Irrespective of the underlying issues, Sanguri talks about how she is eliminating these roadblocks for her new brand. She says, “We believe that selling direct to consumers by cutting the retailer is the key to make sustainable fashion affordable and make it accessible to a larger audience. This way we can sell our goods at affordable price points without compromising on the quality of our materials or our ethical standards.”
Redefining Fashion in India
The current Indian fashion industry is on the verge to be on par with international standards. People in domestic countries adopt a style that is accepted globally. India is reflecting a rapidly increasing middle class and a powerful manufacturing sector, making it a focal point for the fashion industry. These forces, together with growing technology and awareness, makes India very important for the international market.
With value creation as the core objective of Basiclly, Sanguri wants to redefine the way consumers in India approach fashion and interact with their garments by inspiring them to consider their garment’s purpose and lifecycle. “We want to establish and promote a system where we make lesser but better products that are versatile and will last longer compared to the disposable fast fashion clutter,” adds Sanguri.
Sailing through Covid-19
The outbreak of Covid-19 was unprecedented for everyone. No business, whether big or small, has been immune to the effects of the pandemic. Things have become even more complicated for a relatively new brand like Basiclly. Talking about the impact of Covid-19 on her business, Sanguri says, “We had to push and delay our planning for upcoming collections due to the lockdown. It interrupted our plan to expand the product range and reach out to a larger audience.”
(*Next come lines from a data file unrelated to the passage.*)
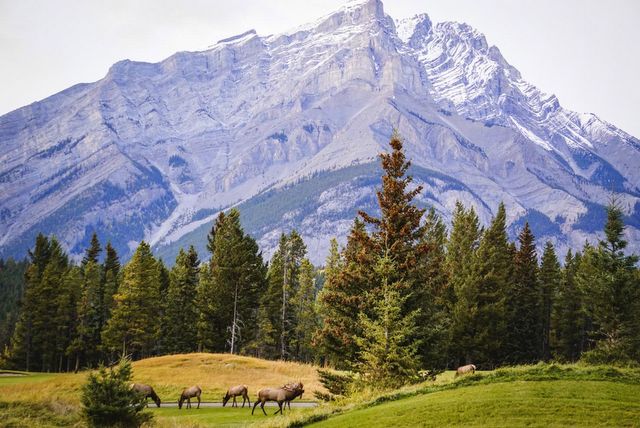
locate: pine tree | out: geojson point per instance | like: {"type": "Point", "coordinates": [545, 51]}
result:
{"type": "Point", "coordinates": [524, 300]}
{"type": "Point", "coordinates": [401, 235]}
{"type": "Point", "coordinates": [335, 333]}
{"type": "Point", "coordinates": [234, 278]}
{"type": "Point", "coordinates": [133, 327]}
{"type": "Point", "coordinates": [180, 330]}
{"type": "Point", "coordinates": [93, 252]}
{"type": "Point", "coordinates": [388, 349]}
{"type": "Point", "coordinates": [282, 284]}
{"type": "Point", "coordinates": [109, 401]}
{"type": "Point", "coordinates": [208, 324]}
{"type": "Point", "coordinates": [90, 314]}
{"type": "Point", "coordinates": [45, 308]}
{"type": "Point", "coordinates": [549, 276]}
{"type": "Point", "coordinates": [613, 294]}
{"type": "Point", "coordinates": [463, 280]}
{"type": "Point", "coordinates": [305, 313]}
{"type": "Point", "coordinates": [111, 271]}
{"type": "Point", "coordinates": [492, 266]}
{"type": "Point", "coordinates": [436, 341]}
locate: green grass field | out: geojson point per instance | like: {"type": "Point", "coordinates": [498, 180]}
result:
{"type": "Point", "coordinates": [506, 404]}
{"type": "Point", "coordinates": [541, 395]}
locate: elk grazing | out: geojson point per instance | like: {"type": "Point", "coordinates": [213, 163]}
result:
{"type": "Point", "coordinates": [188, 394]}
{"type": "Point", "coordinates": [146, 391]}
{"type": "Point", "coordinates": [463, 370]}
{"type": "Point", "coordinates": [235, 391]}
{"type": "Point", "coordinates": [279, 395]}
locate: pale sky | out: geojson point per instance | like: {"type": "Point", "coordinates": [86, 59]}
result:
{"type": "Point", "coordinates": [586, 52]}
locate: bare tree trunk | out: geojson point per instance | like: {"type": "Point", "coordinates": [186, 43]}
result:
{"type": "Point", "coordinates": [234, 325]}
{"type": "Point", "coordinates": [284, 306]}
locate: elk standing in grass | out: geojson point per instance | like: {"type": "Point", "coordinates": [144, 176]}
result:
{"type": "Point", "coordinates": [469, 368]}
{"type": "Point", "coordinates": [147, 391]}
{"type": "Point", "coordinates": [279, 395]}
{"type": "Point", "coordinates": [188, 394]}
{"type": "Point", "coordinates": [235, 391]}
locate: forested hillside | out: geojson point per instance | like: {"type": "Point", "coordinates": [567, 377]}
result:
{"type": "Point", "coordinates": [406, 293]}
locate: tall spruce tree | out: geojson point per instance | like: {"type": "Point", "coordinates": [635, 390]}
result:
{"type": "Point", "coordinates": [613, 294]}
{"type": "Point", "coordinates": [388, 348]}
{"type": "Point", "coordinates": [346, 282]}
{"type": "Point", "coordinates": [206, 298]}
{"type": "Point", "coordinates": [45, 308]}
{"type": "Point", "coordinates": [234, 279]}
{"type": "Point", "coordinates": [493, 267]}
{"type": "Point", "coordinates": [22, 346]}
{"type": "Point", "coordinates": [401, 235]}
{"type": "Point", "coordinates": [463, 280]}
{"type": "Point", "coordinates": [111, 272]}
{"type": "Point", "coordinates": [436, 342]}
{"type": "Point", "coordinates": [134, 326]}
{"type": "Point", "coordinates": [90, 314]}
{"type": "Point", "coordinates": [524, 303]}
{"type": "Point", "coordinates": [93, 252]}
{"type": "Point", "coordinates": [303, 304]}
{"type": "Point", "coordinates": [549, 277]}
{"type": "Point", "coordinates": [277, 316]}
{"type": "Point", "coordinates": [568, 320]}
{"type": "Point", "coordinates": [180, 330]}
{"type": "Point", "coordinates": [68, 320]}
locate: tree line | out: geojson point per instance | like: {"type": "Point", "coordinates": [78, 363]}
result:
{"type": "Point", "coordinates": [403, 294]}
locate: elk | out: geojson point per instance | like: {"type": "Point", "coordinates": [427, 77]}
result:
{"type": "Point", "coordinates": [188, 394]}
{"type": "Point", "coordinates": [146, 391]}
{"type": "Point", "coordinates": [279, 395]}
{"type": "Point", "coordinates": [469, 368]}
{"type": "Point", "coordinates": [235, 391]}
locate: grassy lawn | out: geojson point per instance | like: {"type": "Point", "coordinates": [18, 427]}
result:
{"type": "Point", "coordinates": [508, 404]}
{"type": "Point", "coordinates": [215, 416]}
{"type": "Point", "coordinates": [168, 375]}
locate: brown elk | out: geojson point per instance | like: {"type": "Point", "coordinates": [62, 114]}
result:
{"type": "Point", "coordinates": [279, 395]}
{"type": "Point", "coordinates": [188, 394]}
{"type": "Point", "coordinates": [469, 368]}
{"type": "Point", "coordinates": [146, 391]}
{"type": "Point", "coordinates": [235, 391]}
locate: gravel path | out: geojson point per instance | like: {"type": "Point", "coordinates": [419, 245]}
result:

While consumer engagement was up at this time as more consumers found themselves at home, the traffic didn’t translate to conversion for Basiclly. However, Sanguri had to reevaluate and find measures to adapt to the current situation.
She further adds, “Currently, short-term performance is a key priority for us. Customer activation, focusing on conversations and amplification of our digital presence is what we plan to work on to recover and grow.” Sanguri is also utilising this time to use our brand voice to maintain connections with the consumers to build a community around our brand.
Building deeper connection with customers
E-commerce platforms like Amazon and Flipkart have become a lifeline for so many smaller brands, making them and their products accessible to millions of potential customers, across the country.
Currently, Sanguri is directly selling her products to customers through her Basiclly website and social platforms and she intends to keep it that way for now. “In order to stay unique in every possible way, we would utilize our own website to attract consumers and try to build a deeper connection,” concludes Sanguri.